Les gens qui viennent s'installer dans les coins paumés ne le font pas par hasard. S'ils avaient de grandes ambitions économiques ou s'ils étaient des travailleurs-consommateurs moyens, c'est ailleurs qu'ils iraient vivre. Ceux qui ont arrivent des villes avec des compétences de management par exemple ne viennent générallement pas pour exercer ce genre de compétences sur le milieu rural, mais plus souvent parce que les jeux économiques ont cessé de les passionner et qu'ils ont eu envie de faire autre chose. Il ne faut donc pas escompter que les nouveaux arrivants aient un comportement d'homo-economicus et puissent être le moteur d'une économie locale prospère générant de nombreux d'emplois. Le seul objectif raisonnable que l'on peut se fixer est que les nouveaux arrivants puissent maintenir une vie sociale et culturelle en puisant leurs ressources économiques dans quelque agglomération lointaine grâce à leurs histoires de vie et aux réseaux qu'ils ont pu tisser ailleurs.
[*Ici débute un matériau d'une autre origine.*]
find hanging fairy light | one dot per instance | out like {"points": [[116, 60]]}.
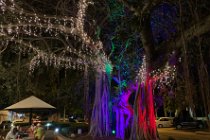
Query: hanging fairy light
{"points": [[34, 25]]}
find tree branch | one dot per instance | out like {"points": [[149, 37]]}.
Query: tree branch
{"points": [[194, 31]]}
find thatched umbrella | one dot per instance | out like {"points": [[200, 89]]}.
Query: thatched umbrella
{"points": [[30, 104]]}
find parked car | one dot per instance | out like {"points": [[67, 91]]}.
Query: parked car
{"points": [[187, 123], [5, 124], [164, 122]]}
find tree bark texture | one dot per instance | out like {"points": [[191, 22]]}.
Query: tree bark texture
{"points": [[100, 119]]}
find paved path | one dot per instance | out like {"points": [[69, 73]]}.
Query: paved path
{"points": [[184, 134]]}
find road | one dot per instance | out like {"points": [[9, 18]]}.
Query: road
{"points": [[184, 134]]}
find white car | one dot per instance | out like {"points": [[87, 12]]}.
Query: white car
{"points": [[164, 122]]}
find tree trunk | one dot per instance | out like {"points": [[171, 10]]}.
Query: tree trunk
{"points": [[86, 94], [144, 116], [100, 119]]}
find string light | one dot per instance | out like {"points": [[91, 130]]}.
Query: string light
{"points": [[166, 75], [34, 25]]}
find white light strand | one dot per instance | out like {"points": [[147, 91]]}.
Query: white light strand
{"points": [[34, 25]]}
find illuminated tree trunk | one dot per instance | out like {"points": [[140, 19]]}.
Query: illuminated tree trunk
{"points": [[188, 82], [143, 127], [204, 85], [86, 94], [100, 119]]}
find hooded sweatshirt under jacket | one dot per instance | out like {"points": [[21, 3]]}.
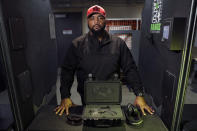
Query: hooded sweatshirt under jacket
{"points": [[100, 58]]}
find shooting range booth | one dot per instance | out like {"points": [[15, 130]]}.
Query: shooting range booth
{"points": [[35, 36]]}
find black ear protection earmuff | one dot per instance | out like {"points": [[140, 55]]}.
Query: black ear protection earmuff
{"points": [[133, 116]]}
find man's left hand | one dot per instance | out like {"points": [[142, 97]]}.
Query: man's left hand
{"points": [[141, 103]]}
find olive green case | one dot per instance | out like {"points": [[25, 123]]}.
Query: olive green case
{"points": [[102, 99]]}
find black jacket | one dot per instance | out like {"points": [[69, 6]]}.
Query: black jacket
{"points": [[102, 59]]}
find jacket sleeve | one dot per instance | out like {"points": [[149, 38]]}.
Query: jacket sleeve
{"points": [[68, 71], [129, 68]]}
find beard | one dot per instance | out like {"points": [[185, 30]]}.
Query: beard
{"points": [[98, 32]]}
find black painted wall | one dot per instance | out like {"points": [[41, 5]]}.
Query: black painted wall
{"points": [[40, 53], [157, 63]]}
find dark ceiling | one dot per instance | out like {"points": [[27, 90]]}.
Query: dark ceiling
{"points": [[58, 4]]}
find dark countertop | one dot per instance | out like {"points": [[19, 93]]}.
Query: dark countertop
{"points": [[48, 120]]}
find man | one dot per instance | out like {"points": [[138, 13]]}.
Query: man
{"points": [[102, 55]]}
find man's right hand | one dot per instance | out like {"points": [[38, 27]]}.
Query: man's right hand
{"points": [[66, 103]]}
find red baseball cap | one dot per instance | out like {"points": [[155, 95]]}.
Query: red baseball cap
{"points": [[96, 9]]}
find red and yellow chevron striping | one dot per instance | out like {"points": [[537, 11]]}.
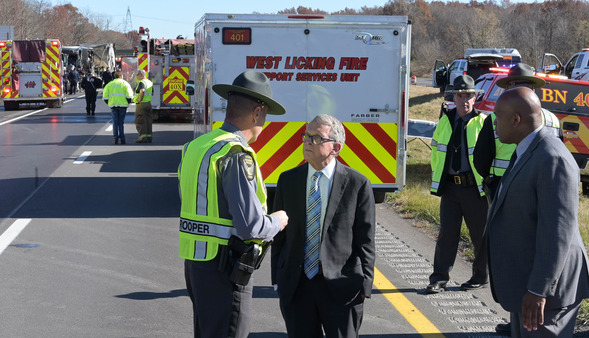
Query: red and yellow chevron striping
{"points": [[370, 148], [143, 62], [576, 141], [50, 69]]}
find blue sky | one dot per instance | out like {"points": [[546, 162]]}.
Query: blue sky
{"points": [[179, 20]]}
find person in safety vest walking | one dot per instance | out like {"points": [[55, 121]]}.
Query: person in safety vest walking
{"points": [[459, 185], [224, 225], [90, 84], [143, 112], [118, 94]]}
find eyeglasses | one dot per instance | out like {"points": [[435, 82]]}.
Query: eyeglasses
{"points": [[315, 139]]}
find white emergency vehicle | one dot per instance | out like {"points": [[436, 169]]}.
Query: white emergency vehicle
{"points": [[353, 67]]}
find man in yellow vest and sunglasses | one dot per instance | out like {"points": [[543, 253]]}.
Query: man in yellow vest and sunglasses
{"points": [[223, 220]]}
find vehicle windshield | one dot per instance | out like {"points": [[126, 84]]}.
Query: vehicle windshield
{"points": [[495, 92]]}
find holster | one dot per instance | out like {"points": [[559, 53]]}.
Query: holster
{"points": [[248, 257]]}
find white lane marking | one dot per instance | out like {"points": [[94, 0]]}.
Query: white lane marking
{"points": [[10, 234], [82, 157], [22, 117]]}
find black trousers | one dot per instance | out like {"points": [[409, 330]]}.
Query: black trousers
{"points": [[458, 203], [221, 308], [313, 308]]}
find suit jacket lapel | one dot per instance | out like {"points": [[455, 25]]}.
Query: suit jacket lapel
{"points": [[338, 186], [300, 203]]}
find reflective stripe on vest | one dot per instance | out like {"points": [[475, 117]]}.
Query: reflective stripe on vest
{"points": [[148, 86], [202, 229], [440, 141]]}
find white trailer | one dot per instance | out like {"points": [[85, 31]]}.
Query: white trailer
{"points": [[353, 67]]}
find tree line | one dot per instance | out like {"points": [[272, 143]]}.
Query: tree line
{"points": [[440, 30]]}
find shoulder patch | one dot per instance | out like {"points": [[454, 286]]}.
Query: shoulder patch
{"points": [[249, 167]]}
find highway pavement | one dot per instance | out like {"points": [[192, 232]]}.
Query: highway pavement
{"points": [[88, 242]]}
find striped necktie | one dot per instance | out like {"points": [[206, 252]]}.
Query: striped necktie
{"points": [[312, 231]]}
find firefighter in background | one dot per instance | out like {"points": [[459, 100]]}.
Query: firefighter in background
{"points": [[118, 94], [143, 112], [73, 78], [491, 157], [90, 84], [224, 202], [106, 76], [459, 185]]}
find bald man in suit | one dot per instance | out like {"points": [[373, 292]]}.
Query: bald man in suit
{"points": [[324, 289], [537, 259]]}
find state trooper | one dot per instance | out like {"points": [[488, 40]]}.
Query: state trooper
{"points": [[491, 156], [224, 207], [143, 111]]}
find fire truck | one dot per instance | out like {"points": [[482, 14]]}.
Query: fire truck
{"points": [[32, 73], [169, 64], [355, 68], [567, 99]]}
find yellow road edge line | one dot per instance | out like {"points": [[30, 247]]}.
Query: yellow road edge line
{"points": [[420, 322]]}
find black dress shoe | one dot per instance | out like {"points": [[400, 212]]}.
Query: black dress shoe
{"points": [[436, 287], [503, 328], [470, 285]]}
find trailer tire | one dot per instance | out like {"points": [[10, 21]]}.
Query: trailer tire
{"points": [[10, 105]]}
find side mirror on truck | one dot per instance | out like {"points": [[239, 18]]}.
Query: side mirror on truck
{"points": [[190, 87]]}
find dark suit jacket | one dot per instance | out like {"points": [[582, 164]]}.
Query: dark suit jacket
{"points": [[534, 239], [347, 240]]}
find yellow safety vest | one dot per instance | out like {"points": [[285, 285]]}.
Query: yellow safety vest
{"points": [[117, 92], [440, 141], [202, 229], [504, 151], [148, 85]]}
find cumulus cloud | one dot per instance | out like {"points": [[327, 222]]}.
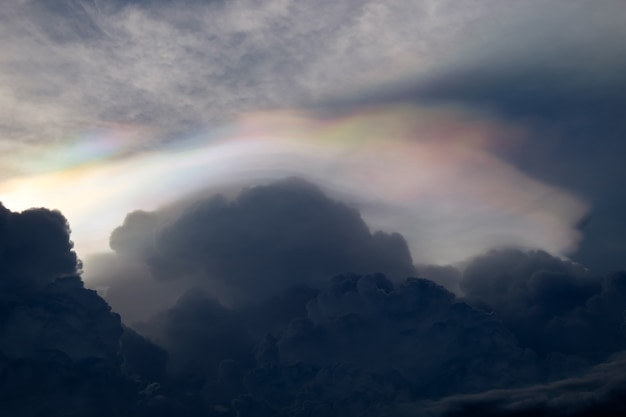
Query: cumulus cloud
{"points": [[552, 305], [266, 240], [59, 342]]}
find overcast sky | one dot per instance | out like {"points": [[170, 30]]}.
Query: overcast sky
{"points": [[469, 124], [298, 207]]}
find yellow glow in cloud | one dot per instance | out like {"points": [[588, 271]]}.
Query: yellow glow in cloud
{"points": [[427, 173]]}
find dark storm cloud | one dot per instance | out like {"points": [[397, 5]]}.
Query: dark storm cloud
{"points": [[600, 391], [267, 239], [550, 304], [34, 249], [59, 342]]}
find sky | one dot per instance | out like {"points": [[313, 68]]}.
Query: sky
{"points": [[257, 165]]}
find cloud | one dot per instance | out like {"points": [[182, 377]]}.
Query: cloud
{"points": [[551, 305], [267, 239], [35, 249], [59, 342], [597, 392]]}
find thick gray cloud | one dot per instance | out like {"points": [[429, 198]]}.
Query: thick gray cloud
{"points": [[71, 65], [268, 239], [550, 304], [59, 342]]}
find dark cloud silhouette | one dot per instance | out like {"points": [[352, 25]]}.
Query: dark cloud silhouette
{"points": [[59, 342], [551, 305], [34, 249], [268, 239], [266, 326]]}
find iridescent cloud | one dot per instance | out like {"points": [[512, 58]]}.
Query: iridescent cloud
{"points": [[427, 172]]}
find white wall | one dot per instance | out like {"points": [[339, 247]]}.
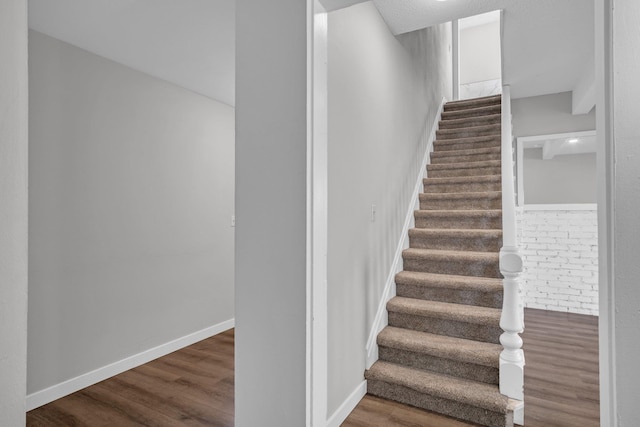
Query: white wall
{"points": [[569, 178], [271, 212], [480, 53], [383, 93], [625, 205], [131, 197], [560, 252], [548, 114], [13, 211]]}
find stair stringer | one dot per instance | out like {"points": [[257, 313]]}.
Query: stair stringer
{"points": [[381, 320]]}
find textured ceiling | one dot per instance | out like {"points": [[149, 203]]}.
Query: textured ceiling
{"points": [[190, 43], [547, 43]]}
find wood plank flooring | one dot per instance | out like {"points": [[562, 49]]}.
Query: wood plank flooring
{"points": [[194, 386], [190, 387], [560, 384]]}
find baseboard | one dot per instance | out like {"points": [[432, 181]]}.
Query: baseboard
{"points": [[72, 385], [348, 405], [381, 320]]}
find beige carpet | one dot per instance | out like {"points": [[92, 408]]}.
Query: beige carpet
{"points": [[441, 349]]}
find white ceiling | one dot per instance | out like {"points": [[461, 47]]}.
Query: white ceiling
{"points": [[187, 42], [548, 43]]}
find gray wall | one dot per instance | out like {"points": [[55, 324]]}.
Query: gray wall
{"points": [[13, 211], [563, 179], [625, 204], [271, 212], [131, 197], [383, 91], [548, 114]]}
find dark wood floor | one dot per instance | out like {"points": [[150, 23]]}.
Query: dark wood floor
{"points": [[194, 386]]}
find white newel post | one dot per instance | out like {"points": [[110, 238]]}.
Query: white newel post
{"points": [[511, 321]]}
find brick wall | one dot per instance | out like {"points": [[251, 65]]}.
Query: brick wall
{"points": [[560, 253]]}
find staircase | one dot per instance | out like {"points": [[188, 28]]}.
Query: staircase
{"points": [[441, 349]]}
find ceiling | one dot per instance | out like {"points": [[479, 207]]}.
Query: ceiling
{"points": [[548, 43]]}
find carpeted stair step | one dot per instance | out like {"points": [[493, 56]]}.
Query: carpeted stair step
{"points": [[480, 291], [463, 201], [470, 122], [471, 155], [473, 103], [456, 239], [462, 358], [463, 184], [442, 318], [466, 143], [446, 170], [472, 112], [468, 132], [463, 399], [463, 263], [471, 219]]}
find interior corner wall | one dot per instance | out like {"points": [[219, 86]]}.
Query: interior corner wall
{"points": [[272, 80], [480, 53], [13, 211], [625, 204], [548, 114], [131, 196], [384, 93]]}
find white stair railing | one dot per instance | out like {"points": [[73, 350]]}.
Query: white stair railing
{"points": [[511, 321]]}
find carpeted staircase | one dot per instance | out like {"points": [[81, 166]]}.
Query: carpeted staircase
{"points": [[441, 349]]}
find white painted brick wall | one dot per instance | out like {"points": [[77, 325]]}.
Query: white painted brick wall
{"points": [[560, 253]]}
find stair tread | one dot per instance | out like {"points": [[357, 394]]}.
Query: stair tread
{"points": [[456, 232], [475, 111], [479, 128], [447, 254], [463, 120], [452, 213], [450, 281], [461, 196], [435, 180], [468, 139], [466, 165], [443, 346], [472, 100], [477, 394], [445, 310], [466, 152]]}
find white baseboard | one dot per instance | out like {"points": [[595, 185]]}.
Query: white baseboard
{"points": [[72, 385], [348, 405], [381, 320]]}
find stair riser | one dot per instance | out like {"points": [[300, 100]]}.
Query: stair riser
{"points": [[475, 112], [440, 146], [455, 296], [447, 407], [494, 223], [456, 368], [461, 204], [451, 173], [467, 132], [477, 268], [430, 188], [468, 122], [463, 159], [486, 244], [451, 328]]}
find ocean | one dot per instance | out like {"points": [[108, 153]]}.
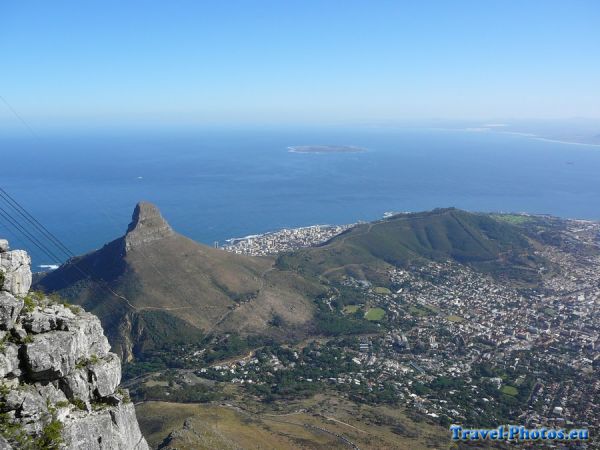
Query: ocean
{"points": [[215, 184]]}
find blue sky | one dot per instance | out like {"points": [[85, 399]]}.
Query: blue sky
{"points": [[298, 61]]}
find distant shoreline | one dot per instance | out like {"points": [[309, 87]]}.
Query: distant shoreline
{"points": [[325, 149]]}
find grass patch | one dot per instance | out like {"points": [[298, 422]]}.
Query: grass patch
{"points": [[509, 390], [351, 309], [420, 311], [375, 314]]}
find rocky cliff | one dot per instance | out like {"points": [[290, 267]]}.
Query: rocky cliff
{"points": [[58, 379]]}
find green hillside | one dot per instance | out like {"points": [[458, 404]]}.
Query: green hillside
{"points": [[478, 240]]}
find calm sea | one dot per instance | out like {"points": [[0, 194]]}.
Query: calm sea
{"points": [[215, 184]]}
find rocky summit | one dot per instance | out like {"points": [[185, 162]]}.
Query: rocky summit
{"points": [[147, 225], [59, 383]]}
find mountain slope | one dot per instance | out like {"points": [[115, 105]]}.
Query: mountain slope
{"points": [[153, 287]]}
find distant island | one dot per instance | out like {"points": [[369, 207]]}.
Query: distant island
{"points": [[325, 149]]}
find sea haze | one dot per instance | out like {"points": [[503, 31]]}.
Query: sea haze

Pour améliorer l'équilibre du développement, 2 axes paraissent aller de soi:
- mieux rentabiliser les infrastructures existantes en augmentant le tourisme hors-saison
- favoriser l'immigration des atypiques pour faire vivre les villages et accroitre les compétences locales
Dans les 2 cas, la problématique consiste à attirer un nombre suffisant de cas relativement exceptionnels:
- d'une part des touristes qui prennent leurs vacances à un autre moment que la plupart
- d'autre part des hurluberlus dont l'activité bizarre peut leur permettre de vivre dans le coin
Internet est l'outil qui permet justement cela, en apportant la faculté d'adresser un échantillon tellement large qu'on peut espérer y trouver assez d'oiseaux rares. La condition est de savoir se rendre visible et pertinent au milieu de la masse des informations.